À travers de longues explications alambiquées, Bruno C. reconnaît ainsi avoir poussé la jeune Maëva. Concernant les accusations d'agressions sexuelles des jeunes filles qui ont habité chez lui, il affirme ne pas être "plus libertin qu'un autre." Plusieurs d’entre elles l'accusent de leur avoir interdit de porter des sous-vêtements et de leur avoir touché les parties génitales "chaque jour" pour vérifier. Il affirme : "Je préconisais qu'elles n'arrivent pas avec du linge sale. Et si elles n'en avaient pas de propre, je demandais qu'elles n'en mettent pas."

Je préconisais qu'elles n'arrivent pas avec du linge sale. Et si elles n'en avaient pas de propre, je demandais qu'elles n'en mettent pas.

Bruno C.

prévenu, "coordinateur général" du réseau aux côtés de Julien M.

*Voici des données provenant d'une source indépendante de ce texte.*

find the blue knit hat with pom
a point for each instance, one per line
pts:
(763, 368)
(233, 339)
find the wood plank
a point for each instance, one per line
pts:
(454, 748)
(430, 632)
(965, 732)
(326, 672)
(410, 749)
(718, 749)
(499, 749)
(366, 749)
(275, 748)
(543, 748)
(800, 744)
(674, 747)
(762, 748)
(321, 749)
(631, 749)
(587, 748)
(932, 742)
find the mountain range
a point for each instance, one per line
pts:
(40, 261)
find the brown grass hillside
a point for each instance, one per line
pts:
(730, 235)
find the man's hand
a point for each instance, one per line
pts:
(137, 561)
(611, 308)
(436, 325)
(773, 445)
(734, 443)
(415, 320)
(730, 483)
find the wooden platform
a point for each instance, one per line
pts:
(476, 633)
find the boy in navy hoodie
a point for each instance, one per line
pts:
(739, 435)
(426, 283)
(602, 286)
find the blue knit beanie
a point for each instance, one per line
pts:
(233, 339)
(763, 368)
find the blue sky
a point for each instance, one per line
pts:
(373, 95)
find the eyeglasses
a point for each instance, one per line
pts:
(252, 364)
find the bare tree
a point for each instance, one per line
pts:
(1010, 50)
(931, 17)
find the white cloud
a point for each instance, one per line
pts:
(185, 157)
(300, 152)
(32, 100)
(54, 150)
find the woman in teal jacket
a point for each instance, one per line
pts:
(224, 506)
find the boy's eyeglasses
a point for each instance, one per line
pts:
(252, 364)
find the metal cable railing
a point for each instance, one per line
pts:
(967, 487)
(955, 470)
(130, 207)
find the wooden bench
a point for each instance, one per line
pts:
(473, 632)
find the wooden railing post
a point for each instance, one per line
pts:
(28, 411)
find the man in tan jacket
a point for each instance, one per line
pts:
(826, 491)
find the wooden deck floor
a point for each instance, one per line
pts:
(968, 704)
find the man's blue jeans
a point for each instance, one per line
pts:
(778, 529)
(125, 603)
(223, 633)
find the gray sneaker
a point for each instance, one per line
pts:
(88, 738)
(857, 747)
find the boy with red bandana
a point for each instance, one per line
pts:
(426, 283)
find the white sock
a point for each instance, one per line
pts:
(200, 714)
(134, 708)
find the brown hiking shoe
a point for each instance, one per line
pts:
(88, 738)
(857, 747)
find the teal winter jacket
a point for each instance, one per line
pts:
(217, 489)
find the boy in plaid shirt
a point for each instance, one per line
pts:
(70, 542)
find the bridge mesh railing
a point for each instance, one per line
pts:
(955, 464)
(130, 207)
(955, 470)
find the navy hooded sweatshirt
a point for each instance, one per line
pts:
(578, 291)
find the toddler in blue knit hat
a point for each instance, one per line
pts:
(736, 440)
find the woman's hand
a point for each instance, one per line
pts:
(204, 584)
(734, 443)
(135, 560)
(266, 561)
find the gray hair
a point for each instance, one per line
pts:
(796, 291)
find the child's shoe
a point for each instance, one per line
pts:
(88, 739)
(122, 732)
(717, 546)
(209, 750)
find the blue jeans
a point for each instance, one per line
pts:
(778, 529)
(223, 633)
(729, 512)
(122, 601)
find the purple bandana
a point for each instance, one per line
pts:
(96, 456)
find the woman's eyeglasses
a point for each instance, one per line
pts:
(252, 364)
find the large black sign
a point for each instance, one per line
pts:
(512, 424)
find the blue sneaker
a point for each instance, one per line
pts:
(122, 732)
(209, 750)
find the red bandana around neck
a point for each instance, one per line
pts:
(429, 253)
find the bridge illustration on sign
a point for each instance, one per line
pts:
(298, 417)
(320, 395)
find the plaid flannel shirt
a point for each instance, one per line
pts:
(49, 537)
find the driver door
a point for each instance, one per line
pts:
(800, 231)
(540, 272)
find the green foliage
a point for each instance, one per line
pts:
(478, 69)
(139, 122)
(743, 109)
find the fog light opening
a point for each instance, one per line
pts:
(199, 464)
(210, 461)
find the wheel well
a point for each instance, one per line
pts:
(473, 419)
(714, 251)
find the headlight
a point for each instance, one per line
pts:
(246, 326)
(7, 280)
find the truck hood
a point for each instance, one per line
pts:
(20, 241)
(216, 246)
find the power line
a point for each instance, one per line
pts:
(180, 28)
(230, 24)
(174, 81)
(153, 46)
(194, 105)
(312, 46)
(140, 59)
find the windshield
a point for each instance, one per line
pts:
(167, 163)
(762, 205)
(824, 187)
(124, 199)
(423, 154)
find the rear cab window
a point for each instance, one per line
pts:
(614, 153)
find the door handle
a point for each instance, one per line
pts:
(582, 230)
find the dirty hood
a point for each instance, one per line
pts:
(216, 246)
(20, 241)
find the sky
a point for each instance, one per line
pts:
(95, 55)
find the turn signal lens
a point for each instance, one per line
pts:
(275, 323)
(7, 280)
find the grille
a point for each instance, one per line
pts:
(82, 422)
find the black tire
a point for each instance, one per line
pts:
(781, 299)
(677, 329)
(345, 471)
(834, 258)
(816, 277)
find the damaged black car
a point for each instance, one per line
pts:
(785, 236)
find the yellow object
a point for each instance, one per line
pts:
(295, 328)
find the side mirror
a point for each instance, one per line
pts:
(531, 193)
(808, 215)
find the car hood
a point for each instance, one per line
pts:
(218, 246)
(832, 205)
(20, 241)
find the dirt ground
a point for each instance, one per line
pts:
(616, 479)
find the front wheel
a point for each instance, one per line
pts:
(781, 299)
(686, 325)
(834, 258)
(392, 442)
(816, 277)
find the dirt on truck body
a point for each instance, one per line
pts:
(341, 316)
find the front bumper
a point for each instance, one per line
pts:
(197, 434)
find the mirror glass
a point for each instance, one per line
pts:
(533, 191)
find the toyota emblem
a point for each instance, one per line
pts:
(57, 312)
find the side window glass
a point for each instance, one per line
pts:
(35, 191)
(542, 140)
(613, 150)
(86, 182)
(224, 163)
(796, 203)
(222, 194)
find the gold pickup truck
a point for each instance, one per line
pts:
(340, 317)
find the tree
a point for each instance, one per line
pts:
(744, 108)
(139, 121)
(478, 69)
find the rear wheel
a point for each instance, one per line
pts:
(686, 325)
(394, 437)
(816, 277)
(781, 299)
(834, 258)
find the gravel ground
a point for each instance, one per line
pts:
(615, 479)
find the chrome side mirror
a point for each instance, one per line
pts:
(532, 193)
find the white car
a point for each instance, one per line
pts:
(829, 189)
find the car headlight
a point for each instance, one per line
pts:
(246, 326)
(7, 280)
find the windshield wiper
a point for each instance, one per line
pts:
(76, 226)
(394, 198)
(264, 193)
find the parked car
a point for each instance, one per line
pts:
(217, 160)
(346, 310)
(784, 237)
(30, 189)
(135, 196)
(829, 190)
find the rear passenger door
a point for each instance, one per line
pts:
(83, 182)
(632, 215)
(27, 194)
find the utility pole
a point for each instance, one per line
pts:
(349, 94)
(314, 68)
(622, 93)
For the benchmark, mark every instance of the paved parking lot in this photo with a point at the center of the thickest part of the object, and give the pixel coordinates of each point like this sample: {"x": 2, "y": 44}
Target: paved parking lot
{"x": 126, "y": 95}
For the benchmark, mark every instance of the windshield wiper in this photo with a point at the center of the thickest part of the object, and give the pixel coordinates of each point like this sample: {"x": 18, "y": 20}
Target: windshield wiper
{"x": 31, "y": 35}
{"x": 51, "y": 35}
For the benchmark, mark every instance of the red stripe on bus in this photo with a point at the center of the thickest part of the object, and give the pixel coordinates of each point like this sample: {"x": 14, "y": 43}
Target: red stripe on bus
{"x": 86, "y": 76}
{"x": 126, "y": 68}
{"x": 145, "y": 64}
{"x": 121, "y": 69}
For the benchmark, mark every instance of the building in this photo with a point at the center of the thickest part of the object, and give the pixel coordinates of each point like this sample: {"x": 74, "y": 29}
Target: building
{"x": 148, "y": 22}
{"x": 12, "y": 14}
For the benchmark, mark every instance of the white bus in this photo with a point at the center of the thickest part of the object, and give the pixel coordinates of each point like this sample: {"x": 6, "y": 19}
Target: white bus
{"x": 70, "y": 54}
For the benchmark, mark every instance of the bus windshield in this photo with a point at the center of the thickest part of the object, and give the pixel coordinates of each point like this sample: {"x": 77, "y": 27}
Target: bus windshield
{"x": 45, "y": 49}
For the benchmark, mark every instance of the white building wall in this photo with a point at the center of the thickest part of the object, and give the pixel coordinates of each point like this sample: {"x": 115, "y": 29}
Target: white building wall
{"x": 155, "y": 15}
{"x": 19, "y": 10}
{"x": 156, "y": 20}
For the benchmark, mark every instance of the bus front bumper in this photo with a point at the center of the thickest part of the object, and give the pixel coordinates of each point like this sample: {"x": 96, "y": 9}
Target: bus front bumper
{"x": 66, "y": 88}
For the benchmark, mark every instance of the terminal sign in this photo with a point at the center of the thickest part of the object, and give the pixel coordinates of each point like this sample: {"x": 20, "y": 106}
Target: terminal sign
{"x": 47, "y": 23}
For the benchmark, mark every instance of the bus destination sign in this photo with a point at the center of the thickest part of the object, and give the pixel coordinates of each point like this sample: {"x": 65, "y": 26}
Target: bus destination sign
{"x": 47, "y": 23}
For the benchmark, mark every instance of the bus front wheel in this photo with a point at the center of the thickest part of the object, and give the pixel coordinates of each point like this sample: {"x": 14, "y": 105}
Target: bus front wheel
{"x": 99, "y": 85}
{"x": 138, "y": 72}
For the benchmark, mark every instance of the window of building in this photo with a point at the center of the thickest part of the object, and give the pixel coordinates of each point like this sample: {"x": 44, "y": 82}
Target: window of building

D’autres l’accusent de les avoir obligées à porter des minijupes et des décolletés plongeants. "Elles mentent", estime-t-il. "Non, non, je demandais juste une tenue correcte. Et certaines ne correspondaient pas du tout à mes critères."

Des déclarations qui n’auront pas manqué de dégoûter les personnes présentes dans la salle d’audience. Même son avocat, Me Alban Briziou, a dû essayer à plusieurs reprises de recadrer son client. "Ça n'a pas été bénéfique du tout", déplore-t-il.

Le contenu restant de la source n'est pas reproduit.